The term “moral injury” derives from the military where it was coined to describe the emotional and physical injury suffered by a soldier after committing or observing or failing to prevent acts which run against their deeply held moral beliefs.

Moral injury is what doctors feel when, for example, they see their patients being charged for services they don’t need or when the system actively prevents them from delivering the care they know their patient needs.  The result is burnout and it causes the most caring and sensitive to leave the medical profession altogether.  Almost half of physicians report feeling burnout and the suicide rate among physicians is twice what it is among the general population.

The health care system’s drive for profit is seen in many ways.  It is very apparent, according to physicians, in the emergency department.  In many emergency departments, a physician acts as a triage person, deciding who needs to be seen when and ordering tests.  The triage physician may only see the patient for a few minutes, leaving more thorough examinations and assessments to other doctors who will see the patient after the patient leaves the waiting room.

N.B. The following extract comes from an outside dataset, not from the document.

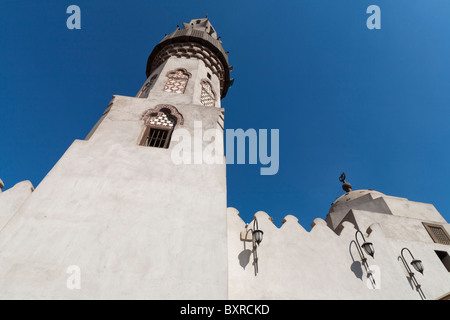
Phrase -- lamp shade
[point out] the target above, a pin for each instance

By using a physician as a triage person, many hospitals are able to charge a facility fee that they cannot charge until a person is seen by a physician.  The tests that the triage physician orders may turn out to be completely unnecessary once a more thorough history is taken and even a basic physical examination is performed.

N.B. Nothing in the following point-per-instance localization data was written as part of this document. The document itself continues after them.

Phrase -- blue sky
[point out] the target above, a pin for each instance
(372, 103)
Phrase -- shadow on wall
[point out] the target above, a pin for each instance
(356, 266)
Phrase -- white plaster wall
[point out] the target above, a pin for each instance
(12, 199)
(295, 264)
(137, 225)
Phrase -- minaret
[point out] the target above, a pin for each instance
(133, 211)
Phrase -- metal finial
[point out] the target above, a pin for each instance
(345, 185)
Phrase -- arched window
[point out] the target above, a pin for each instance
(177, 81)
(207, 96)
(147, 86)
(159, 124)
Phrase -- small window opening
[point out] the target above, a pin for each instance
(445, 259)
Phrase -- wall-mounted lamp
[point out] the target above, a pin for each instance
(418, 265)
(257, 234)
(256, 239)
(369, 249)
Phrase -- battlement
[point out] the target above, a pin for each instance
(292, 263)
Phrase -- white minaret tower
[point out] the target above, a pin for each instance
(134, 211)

Among the problems which make the emergency department a problem location for moral injury are patients who are stranded in the emergency department for long periods while awaiting transfer to other facilities, patients who use the emergency department for their primary care and patients who become suicidal while awaiting mental health transfers.

Many emergency department physicians leave the emergency department because they can no longer be a part of what they consider to be an operation in which making money takes precedence over patient care and which leaves many patients with unnecessarily large medical bills.

I can sympathize.  It must be hard to know what your patient needs and how to help that patient but to be prevented from doing anything about it by a system that more about making money than it is about patient care.  We deserve a better health care system but with the big money involved in health care today and the lobbying power that buys, a better future is a long way off.